The hard-backed version was bound by Wyvern Bindery in Farringdon, and I made the smaller version myself. Some of images from the book can also be viewed on my new website here.

Thursday, February 23, 2012

The Island of Secrets

I have been extremely slack posting to my blog.....just never seem to have enough time. However, the following are some sample shots from my first ever book The Island of Secrets, which was produced for last term's publishing module.  The project explores the merging of the built and natural environments of Orford Ness, Suffolk and the secrecy surrounding the atomic bomb testing that took place during the cold war period.
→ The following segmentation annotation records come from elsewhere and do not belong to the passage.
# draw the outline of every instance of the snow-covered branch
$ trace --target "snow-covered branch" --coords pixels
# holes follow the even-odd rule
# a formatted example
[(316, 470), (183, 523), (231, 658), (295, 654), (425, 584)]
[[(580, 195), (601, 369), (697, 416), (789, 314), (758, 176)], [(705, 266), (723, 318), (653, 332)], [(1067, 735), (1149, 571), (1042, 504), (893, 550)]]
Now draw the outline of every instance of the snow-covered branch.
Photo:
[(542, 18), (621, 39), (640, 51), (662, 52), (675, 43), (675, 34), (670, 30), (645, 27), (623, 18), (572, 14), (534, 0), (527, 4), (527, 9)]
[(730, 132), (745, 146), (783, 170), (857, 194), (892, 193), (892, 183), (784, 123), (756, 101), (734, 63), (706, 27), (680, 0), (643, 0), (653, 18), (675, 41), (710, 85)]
I will post the whole book up the meantime, here's a taster of what's to come.

Friday, August 12, 2011

Historic photographic processes

Spent a good week at the end of July learning about some old photographic printing techniques at the Centre for Photographic Conservation.  We mixed lots of chemicals and prepared various papers to produce photogenic and salt paper prints, albumen prints, calotypes and cyanotypes.  I think i like the albumen prints the best for the slight bronze sheen, but they all have their qualities - and the detail is amazing.  Lots of experimenting to do now!

Wednesday, June 29, 2011

Pinhole photography

I have been going back to real basics and trying out pinhole photography over the last few weeks.  It's not been altogether successful to date (for me anyway) but Laurence and I did manage to produce this interesting shot using a shoe box pinhole - exposing onto paper.  At first we didn't think it had come out and didn't bother rinsing it the chemical residue has created some interesting effects.  It has an almost 19th century feel to it, which I rather like.   The experimenting continues....

Monday, June 27, 2011

George Shaw & the South London Gallery

I'm liking artist George Shaw's work at the South London Gallery - photo-realistic paintings of Tile Hill housing estate in Coventry.  They are essentially banal, recording an often overlooked part of the urban landscape, and the absence of people is slightly unsettling.  Yet, at the same time they are beautiful.  The detail in them is amazing.  The SLG also has a rather nice cafe and book shop that my friend Robert introduced me to, so I'm already looking forward to my next dinner visit!  

© George Shaw

Sunday, May 22, 2011

Changing Rooms

A community building that appears anonymous in the landscape.  A building that should be – or would have been - a hub of activity with stories to tell; yet it seems it’s now unrecognised or has been shamed.   This typological series is the start of a survey of park changing rooms – many now out of use, decaying remnants of former times.